Herzlich Willkommen auf meiner privaten Seite, die den Leser über die Wahlen in der Synagogen-Gemeinde Köln informieren soll.  Die Wahlen in der Gemeinde sind der Höhepunkt des politischen Lebens. Zu diesem Zeitpunkt erwacht die Kölner Gemeinde aus ihrem lethargischen Schlaf. Die Zeit vor den Wahlen ist die aktivste Zeit. Es wird viel versprochen und viel organisiert, dies im Dreijahresrhythmus. Danach schaltet sich das Gemeindeleben in den Standby-Modus um.

Diese Seite gewährt eine kritische Sichtweise nicht nur auf der regionalen Ebene, sondern auch global und wendet sich den Fragen des deutschen Judentums als Ganzes.

Für Verbesserungsvorschläge, Anregungen und Kritik bin ich jederzeit dankbar!

 

Über die Kölner Gemeinde:

Die Synagogengemeinde Köln ist eine gemeinnützige öffentliche Körperschaft des öffentlichen Rechtes, d.h. sie ist ein religiöser Verein, der keine eigenwirtschaftlichen Zwecke verfolgt.
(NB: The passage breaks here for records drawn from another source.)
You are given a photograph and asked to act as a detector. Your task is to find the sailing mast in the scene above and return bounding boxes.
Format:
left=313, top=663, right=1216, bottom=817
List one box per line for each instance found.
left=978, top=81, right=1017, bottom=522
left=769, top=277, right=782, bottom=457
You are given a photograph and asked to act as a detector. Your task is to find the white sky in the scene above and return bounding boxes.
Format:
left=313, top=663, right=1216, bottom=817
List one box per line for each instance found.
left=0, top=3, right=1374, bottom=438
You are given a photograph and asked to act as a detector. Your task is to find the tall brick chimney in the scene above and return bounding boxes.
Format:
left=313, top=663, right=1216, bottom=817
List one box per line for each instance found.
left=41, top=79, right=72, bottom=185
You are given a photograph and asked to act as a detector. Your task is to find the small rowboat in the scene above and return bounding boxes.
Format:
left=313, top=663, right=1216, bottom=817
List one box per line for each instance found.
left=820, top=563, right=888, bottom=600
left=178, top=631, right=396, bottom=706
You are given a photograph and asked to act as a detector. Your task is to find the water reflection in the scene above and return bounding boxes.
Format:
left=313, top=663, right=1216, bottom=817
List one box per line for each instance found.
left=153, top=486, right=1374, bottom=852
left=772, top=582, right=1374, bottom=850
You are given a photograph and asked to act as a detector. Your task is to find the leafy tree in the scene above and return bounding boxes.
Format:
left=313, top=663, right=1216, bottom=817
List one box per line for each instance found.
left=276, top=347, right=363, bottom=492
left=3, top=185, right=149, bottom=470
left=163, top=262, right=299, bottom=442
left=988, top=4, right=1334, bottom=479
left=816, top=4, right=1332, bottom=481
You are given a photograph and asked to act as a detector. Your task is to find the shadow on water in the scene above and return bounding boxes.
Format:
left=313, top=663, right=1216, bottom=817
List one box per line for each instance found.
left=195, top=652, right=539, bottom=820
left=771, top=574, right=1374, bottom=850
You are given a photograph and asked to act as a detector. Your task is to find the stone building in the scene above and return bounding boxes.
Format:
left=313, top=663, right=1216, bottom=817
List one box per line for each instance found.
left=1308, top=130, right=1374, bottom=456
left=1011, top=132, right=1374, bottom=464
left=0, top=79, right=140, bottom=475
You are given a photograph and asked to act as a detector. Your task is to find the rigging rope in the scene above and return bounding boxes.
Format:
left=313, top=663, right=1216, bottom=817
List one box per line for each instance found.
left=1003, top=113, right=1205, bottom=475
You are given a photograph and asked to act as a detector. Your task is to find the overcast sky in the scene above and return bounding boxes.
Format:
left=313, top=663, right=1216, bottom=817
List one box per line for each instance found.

Laut der Satzung soll die Gemeinde eine religiöse, kulturelle und soziale Unterstützung der Mitglieder fördern, dies im Rahmen des geltenden Rechts.

Die Gemeindevertretung besteht aus 15 Mitgliedern, die in einer geheimen Wahl für einen Zeitraum von drei Jahren gewählt werden.

Nach der Wahl des geschäftsführenden Vorstandes bestehend aus 3 bis 4 Mitgliedern hat die Mehrzahl der Gemeindevertreter nur noch beratende Aufgaben und kann somit diverse Vorschläge unterbreiten. 

Die Vielzahl von einfachen Mitgliedern erfüllt eine Statistenrolle, und unterstützen stillschweigend jeglichen Vorschlag des Gemeindevorstandes. In den Händen des Gemeindevorstandes ist die reale Macht konzentriert. Während der Sitzungen gibt es selbstverständlich auch die einige Repräsentanz-Mitglieder, die eigene Meinung gern äußern und hart vertreten.

Viele Mitglieder der Vertretung oder des Vorstandes „arbeiten seit Jahrzehnten hart“ darauf hin, dass es der Synagogen-Gemeinde gut ergeht!

Ich musste mittlerweile die Feststellung machen, dass die Besetzung der Stelle des Geschäftsführers keinen Einfluss auf die Gemeindepolitik hat.  Es spielt auch keine Rolle, wie der Geschäftsführer mit dem Nachnamen heißt…. Ich wollte wahrscheinlich nicht erkennen, dass der Geschäftsführer ein eingestellter Mitarbeiter ist und dem Vorstand unterstellt.